3 precautions to take against credit card skimmers

Thieves are getting smarter – here's how to help protect your information.

If you're using a credit card to pay at the pump or check out at the store, chances are the card is chip-and-PIN-enabled by now. Though credit card security has come a long way recently, thieves are still trying to exploit weaknesses.

Background: what's credit card skimming?

One of the ways your credit card data may be at risk is through card skimmers. Criminals have become skilled at building point-of-sale devices (the actual thing you slide your card through/into when you pay) that look similar to real devices. Thieves can place these fake devices on top of, or in place of, the real devices and use them to "skim" your card data. Though Chip-and-PIN technology and other protective measures help you guard against card skimming, thieves are still coming up with new ways to make their livelihoods easier and your life harder.

Card skimming gone wireless?

One big example of these kinds of criminals getting smarter is the use of wireless-enabled skimmers. With older skimming techniques, the thief would usually have to return to the skimmer they installed to collect the stolen data directly from the device. With wireless-enabled skimmers, thieves could conceivably collect stolen data from the device without having to show up and collect the information – they could, in theory, just get it wirelessly on their phone as long as they're within a close-enough range of the skimmer.

3 ways to help protect against credit card skimming.

While you can't stop thieves from trying to steal your credit card information, you can take smart precautions to limit your risks.
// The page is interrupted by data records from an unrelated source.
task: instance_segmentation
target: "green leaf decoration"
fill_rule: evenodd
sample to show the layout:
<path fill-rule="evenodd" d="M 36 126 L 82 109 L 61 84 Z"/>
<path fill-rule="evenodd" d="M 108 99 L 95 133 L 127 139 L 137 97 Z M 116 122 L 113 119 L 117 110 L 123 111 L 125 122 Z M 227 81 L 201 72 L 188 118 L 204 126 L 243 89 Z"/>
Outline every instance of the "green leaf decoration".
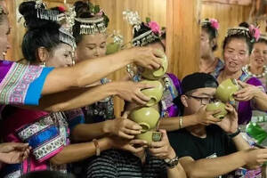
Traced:
<path fill-rule="evenodd" d="M 150 23 L 150 21 L 151 21 L 150 18 L 147 17 L 147 18 L 146 18 L 146 22 L 147 22 L 147 23 Z"/>
<path fill-rule="evenodd" d="M 95 5 L 94 6 L 94 13 L 98 13 L 100 12 L 100 6 L 99 5 Z"/>

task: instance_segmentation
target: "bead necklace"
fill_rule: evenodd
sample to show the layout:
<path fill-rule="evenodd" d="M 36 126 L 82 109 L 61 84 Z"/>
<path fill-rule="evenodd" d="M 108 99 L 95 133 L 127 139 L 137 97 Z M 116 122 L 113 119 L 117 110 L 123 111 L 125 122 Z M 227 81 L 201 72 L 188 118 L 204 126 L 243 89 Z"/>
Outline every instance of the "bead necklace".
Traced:
<path fill-rule="evenodd" d="M 252 76 L 254 77 L 257 77 L 257 78 L 262 78 L 262 77 L 264 77 L 266 75 L 267 75 L 267 68 L 266 66 L 263 66 L 263 71 L 262 74 L 253 74 L 250 70 L 249 70 L 249 66 L 248 65 L 246 65 L 244 67 L 244 71 L 246 73 L 247 73 L 249 76 Z"/>

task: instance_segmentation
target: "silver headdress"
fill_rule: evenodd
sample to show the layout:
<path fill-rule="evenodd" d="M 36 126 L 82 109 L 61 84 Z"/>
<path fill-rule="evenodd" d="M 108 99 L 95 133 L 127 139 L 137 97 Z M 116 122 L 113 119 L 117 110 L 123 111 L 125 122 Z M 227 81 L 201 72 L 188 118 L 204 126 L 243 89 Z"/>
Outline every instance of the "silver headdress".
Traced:
<path fill-rule="evenodd" d="M 46 4 L 43 2 L 43 0 L 35 0 L 35 2 L 38 19 L 53 21 L 59 20 L 60 12 L 58 11 L 46 9 Z"/>
<path fill-rule="evenodd" d="M 69 31 L 63 27 L 60 28 L 60 40 L 69 44 L 74 49 L 77 47 L 75 38 L 69 33 Z"/>
<path fill-rule="evenodd" d="M 77 47 L 76 41 L 73 36 L 69 33 L 68 29 L 61 27 L 60 29 L 60 40 L 62 43 L 65 43 L 72 47 L 71 53 L 71 59 L 72 59 L 72 65 L 75 65 L 75 49 Z"/>
<path fill-rule="evenodd" d="M 241 35 L 249 38 L 251 37 L 249 29 L 244 27 L 232 28 L 227 30 L 227 36 L 234 35 Z"/>
<path fill-rule="evenodd" d="M 75 20 L 80 22 L 81 35 L 105 33 L 107 30 L 103 17 L 95 16 L 93 18 L 76 18 Z"/>
<path fill-rule="evenodd" d="M 133 26 L 133 34 L 134 29 L 138 31 L 141 28 L 142 21 L 137 12 L 126 10 L 123 12 L 123 16 Z"/>
<path fill-rule="evenodd" d="M 0 4 L 0 14 L 5 14 L 4 8 Z"/>
<path fill-rule="evenodd" d="M 267 41 L 267 34 L 261 34 L 260 39 L 263 39 L 263 40 Z"/>

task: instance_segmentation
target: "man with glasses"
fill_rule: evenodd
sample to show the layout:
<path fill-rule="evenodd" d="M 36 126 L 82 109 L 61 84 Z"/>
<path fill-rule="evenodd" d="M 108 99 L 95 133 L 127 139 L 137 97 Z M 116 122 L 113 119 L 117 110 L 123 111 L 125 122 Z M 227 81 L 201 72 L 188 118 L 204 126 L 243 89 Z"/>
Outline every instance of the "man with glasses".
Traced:
<path fill-rule="evenodd" d="M 216 79 L 208 74 L 185 77 L 179 98 L 183 116 L 206 109 L 213 101 L 217 86 Z M 227 104 L 226 109 L 228 115 L 215 125 L 198 124 L 168 134 L 170 143 L 189 177 L 230 177 L 228 174 L 239 167 L 255 168 L 267 160 L 267 149 L 251 150 L 241 136 L 235 109 Z"/>

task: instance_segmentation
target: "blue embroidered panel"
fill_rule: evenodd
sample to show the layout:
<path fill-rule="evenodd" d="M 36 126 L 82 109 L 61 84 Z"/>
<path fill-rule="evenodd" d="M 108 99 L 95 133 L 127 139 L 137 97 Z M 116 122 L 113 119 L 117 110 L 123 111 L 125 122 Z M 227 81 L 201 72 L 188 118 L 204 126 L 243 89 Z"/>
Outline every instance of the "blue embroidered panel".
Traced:
<path fill-rule="evenodd" d="M 33 149 L 36 149 L 46 142 L 47 141 L 53 140 L 60 133 L 58 128 L 56 126 L 51 126 L 30 137 L 28 139 L 28 144 Z"/>

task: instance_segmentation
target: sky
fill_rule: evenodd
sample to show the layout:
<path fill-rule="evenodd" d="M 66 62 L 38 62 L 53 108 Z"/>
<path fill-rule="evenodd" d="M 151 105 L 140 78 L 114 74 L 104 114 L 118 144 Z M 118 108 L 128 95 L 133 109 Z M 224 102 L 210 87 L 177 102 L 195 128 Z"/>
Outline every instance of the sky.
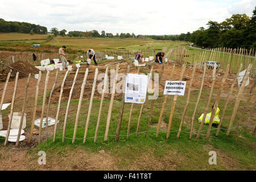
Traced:
<path fill-rule="evenodd" d="M 249 16 L 256 0 L 0 0 L 0 18 L 59 30 L 176 35 L 232 14 Z"/>

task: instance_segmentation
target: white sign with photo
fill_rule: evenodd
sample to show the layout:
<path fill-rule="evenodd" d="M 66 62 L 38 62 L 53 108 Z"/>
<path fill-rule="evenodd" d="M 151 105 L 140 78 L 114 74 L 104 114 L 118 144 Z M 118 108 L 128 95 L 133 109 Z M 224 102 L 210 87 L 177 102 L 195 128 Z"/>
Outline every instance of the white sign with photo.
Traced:
<path fill-rule="evenodd" d="M 238 88 L 240 88 L 241 85 L 242 84 L 242 82 L 243 81 L 243 77 L 245 77 L 245 73 L 246 73 L 246 70 L 241 72 L 238 74 L 238 77 L 237 77 L 237 82 L 238 84 Z M 246 83 L 245 84 L 245 86 L 248 85 L 250 83 L 249 77 L 248 77 L 248 80 L 247 80 Z"/>
<path fill-rule="evenodd" d="M 166 81 L 164 86 L 164 95 L 184 96 L 186 88 L 185 81 Z"/>
<path fill-rule="evenodd" d="M 145 102 L 147 81 L 147 75 L 128 73 L 126 76 L 125 102 Z"/>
Here are 3 big ones:

  1. If you can, avoid swiping your card. Contactless payment options are becoming more and more popular and accepted. Try to pay with a secure smartphone. Or if the terminal is chip-enabled, slide your chip-enabled card in.
  2. Careful with your PIN. If you're using your card's Chip-and-PIN security, be careful typing in your PIN number when confirming your purchase. Be aware of who may be lurking or looking and try to enter the number quickly and secretively – you can't be sure the innocent-looking person at the pump next to yours or the friendly-appearing checkout attendant isn't really a thief.
  3. Trust your instincts (and cash). If the point-of-sale device doesn't look right – out of place, oddly positioned or outdated – don't pay with any card. In this age of technological advancement, carrying a little cash with you can still go a long way toward peace of mind!